Florida looked as if it could be next until the last week of the legislative session, when Byrd did not call the measure up for a vote.

Tom Denham, press secretary for Byrd, said the speaker had opposed some original drafts of the bill but favored more recent changes.

"I don't think he had as many problems with it in its amended" form, he said.

The bill was one of many that didn't get called for a vote in the crunch to finish legislative business, Denham said.

Activists hope the bill, sponsored by state Rep. Juan Carlos Zapata, R-Miami, will have more success next year.

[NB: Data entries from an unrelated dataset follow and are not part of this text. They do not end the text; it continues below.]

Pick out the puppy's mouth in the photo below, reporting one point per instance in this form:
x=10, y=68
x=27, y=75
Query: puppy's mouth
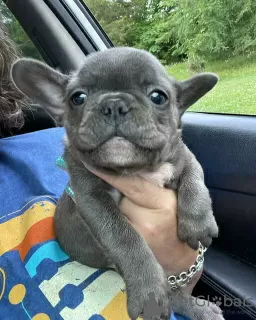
x=117, y=154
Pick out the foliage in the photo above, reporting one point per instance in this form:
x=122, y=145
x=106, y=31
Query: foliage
x=234, y=94
x=176, y=29
x=17, y=34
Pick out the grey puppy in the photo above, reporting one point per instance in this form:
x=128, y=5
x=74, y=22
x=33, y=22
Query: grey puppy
x=122, y=115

"We believe that passing this bill is the right thing to do," said David Skovholt, coordinator of the Florida Immigration Coalition. "Many of the students have grown up in these communities the majority of their lives and want to go to college and become contributing members of the community."

Congress works on status

Other legislation is winding through Congress that could help illegal immigrants work legally once they finish college. The DREAM Act, if passed by Congress, would grant residency and possibly citizenship to students who graduate from U.S. high schools and satisfy other criteria, such as completing postsecondary education. Residency would allow them to work legally. The federal bill also would make it easier for states to grant in-state tuition to illegal immigrants - a difference of $10,000 a year at the University of Florida.

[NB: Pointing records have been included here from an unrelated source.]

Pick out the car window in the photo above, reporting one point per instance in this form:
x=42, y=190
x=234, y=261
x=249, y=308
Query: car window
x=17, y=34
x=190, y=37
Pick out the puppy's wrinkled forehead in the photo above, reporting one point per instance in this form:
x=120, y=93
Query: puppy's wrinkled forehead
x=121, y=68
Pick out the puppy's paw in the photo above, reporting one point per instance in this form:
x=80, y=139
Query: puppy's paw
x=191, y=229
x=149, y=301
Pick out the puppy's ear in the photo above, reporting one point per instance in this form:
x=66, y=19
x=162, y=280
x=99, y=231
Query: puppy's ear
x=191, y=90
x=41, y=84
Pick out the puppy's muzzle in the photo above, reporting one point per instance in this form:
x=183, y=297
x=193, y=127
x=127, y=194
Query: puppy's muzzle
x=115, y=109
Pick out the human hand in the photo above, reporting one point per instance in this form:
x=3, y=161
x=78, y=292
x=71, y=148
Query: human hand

Ira Mehlman, spokesman for the Federation for American Immigration Reform, or FAIR, which favors stricter immigration controls, opposes such changes. Help to illegal immigrants takes resources away from U.S. citizens and rewards them for breaking the law, he said.

"Admittedly, these kids are placed in an awkward position," Mehlman said. "But do members of society on the other hand have to dig deeper into their pockets or sacrifice their own kids' education?"

Society is not shelling out tuition for these students, said Dan Pollock, a lobbyist who pushed for the tuition bill on behalf of the American Jewish Committee.

If immigrant students can't get in-state tuition, "they don't go" to college, he said. They stay and work under-the-table jobs and get married.

"We're not giving them a discount," he said, but a chance at a better life. Chances are, they will not leave the United States to return to a birthplace they barely remember, he said.

"We're taking a group of students who want to go to college, should go to college, could better themselves and become professionals and fulfill all their potential but are in a situation where they have to pay four times the amount" as someone who sat next to them in high school, Pollock said.

While she waits for next year's legislative session, Sanchez decided to enroll in Hillsborough Community College for the fall. The only thing she might be able to afford is a computer class for about $250, she said. The English literature course and other core classes are more than she can afford, about $650 each.

At this rate, one class at a time, a college degree might be years away. But she needs to start, she said.

"I'm taking that class so I can do something right now."